In Transit (Botany of a Journey). Images courtesy of Asunción Molinos Gordo.

Who has ownership of the food? Who has ownership of the seeds? Sure, there is probably some intellectual property of these grocery-store F1 hybrids, but what happens to the patent once it is ingested? Does it get washed away in our guts?

OKB:

It feels like there’s two modes of metabolizing. There’s the mobility of the seeds and what’s going on inside the body naturally. And then you as an artist metabolize these ideas and this material outside and render them visible externally. How is visibility important in your practice?

AMG:

Visibility was extremely important to these projects from the very beginning, and I was very excited because I felt that we didn’t need to explain [much]. It wasn’t going to be an argument, it was just going to be there. I could have developed things and been seduced by the artistic part, making it more designed, [but we wanted] it to be straightforward. Everyone may think [at first] it’s like [gardens] in other art centers, it’s [a project] that may look very random. But [once you look further] it has a twist. It’s really a departure point.

OKB:

What projects are you working on now? How have they evolved from these ideas from In Transit and Quorum Sensing?

AMG:

I’ve been working on a project on common land in Spain.
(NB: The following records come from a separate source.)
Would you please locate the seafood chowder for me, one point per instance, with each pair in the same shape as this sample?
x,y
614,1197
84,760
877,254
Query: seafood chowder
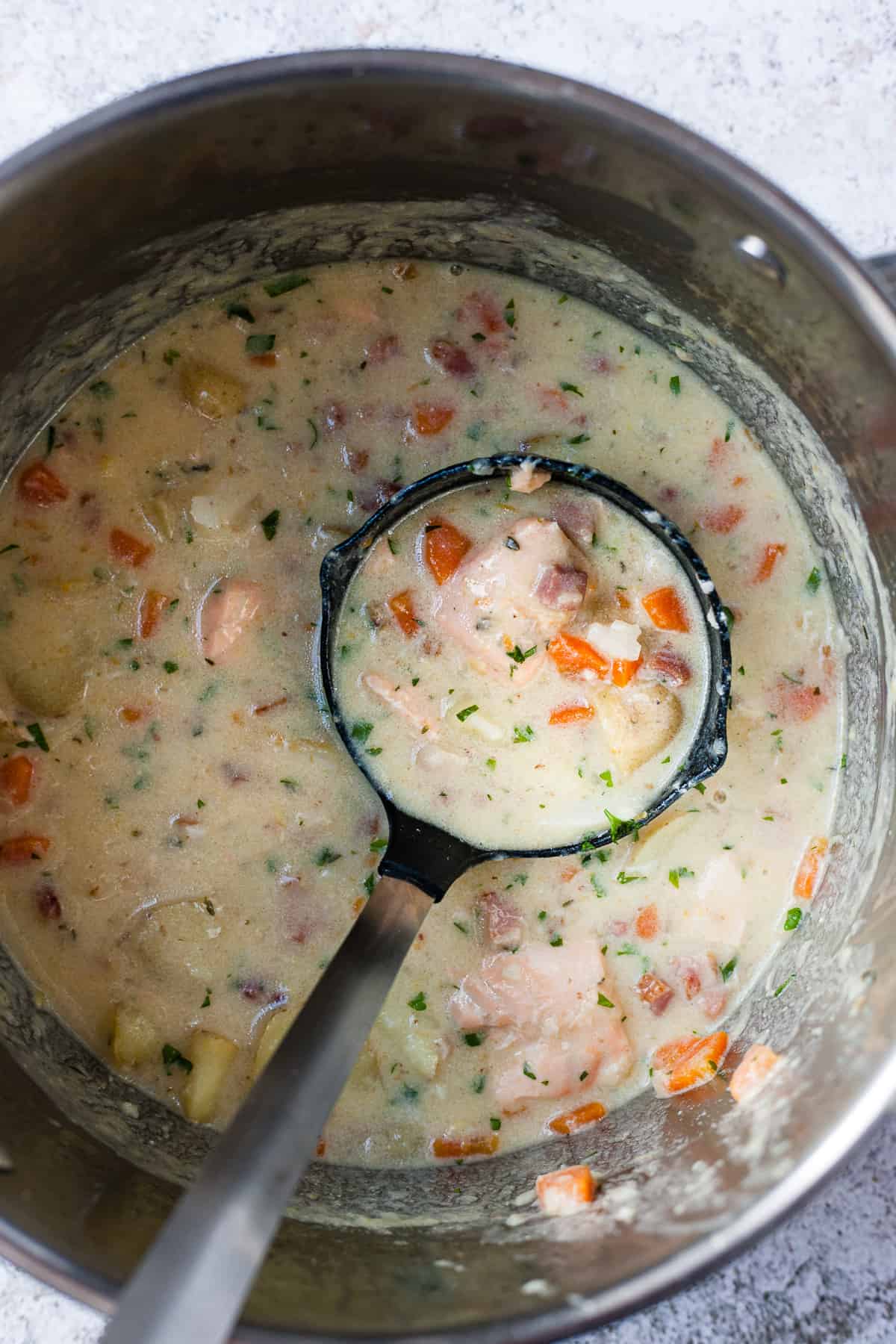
x,y
503,620
184,840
Common land tenancy is legal here, most of it is in the region of Galicia. There’s this very strong common community, and they invited me to do a year-long project to visualize and reevaluate the traditional practices linked with common land tenancy. So I lived there during the summer, and I learned about the complexities of the situation and decided to propose a project that was going to have outcomes. One was a legal document that was going to give them another layer of protection. The other kind of outcome of the project was fiesta, a ritualized party. Because, the ways of protecting a place, or the dynamics of a place, isn’t reliant on how many documents they produce. The thing that is extremely effective is to bring together the people on the ground and grow awareness of the culture and community that  they have. So we decided to turn that document into a one day long Fiesta where we had 12 different actions to celebrate different elements recognized by the community. 

There are so many ways in which metabolisms play a role [in these projects], not necessarily [the metabolisms] in our bodies, but as a network of connections. By diving into a very specific community with a very specific group of people, understanding how they work, their relationships, and [what their] values are. And then to digest it and come out with a fiesta.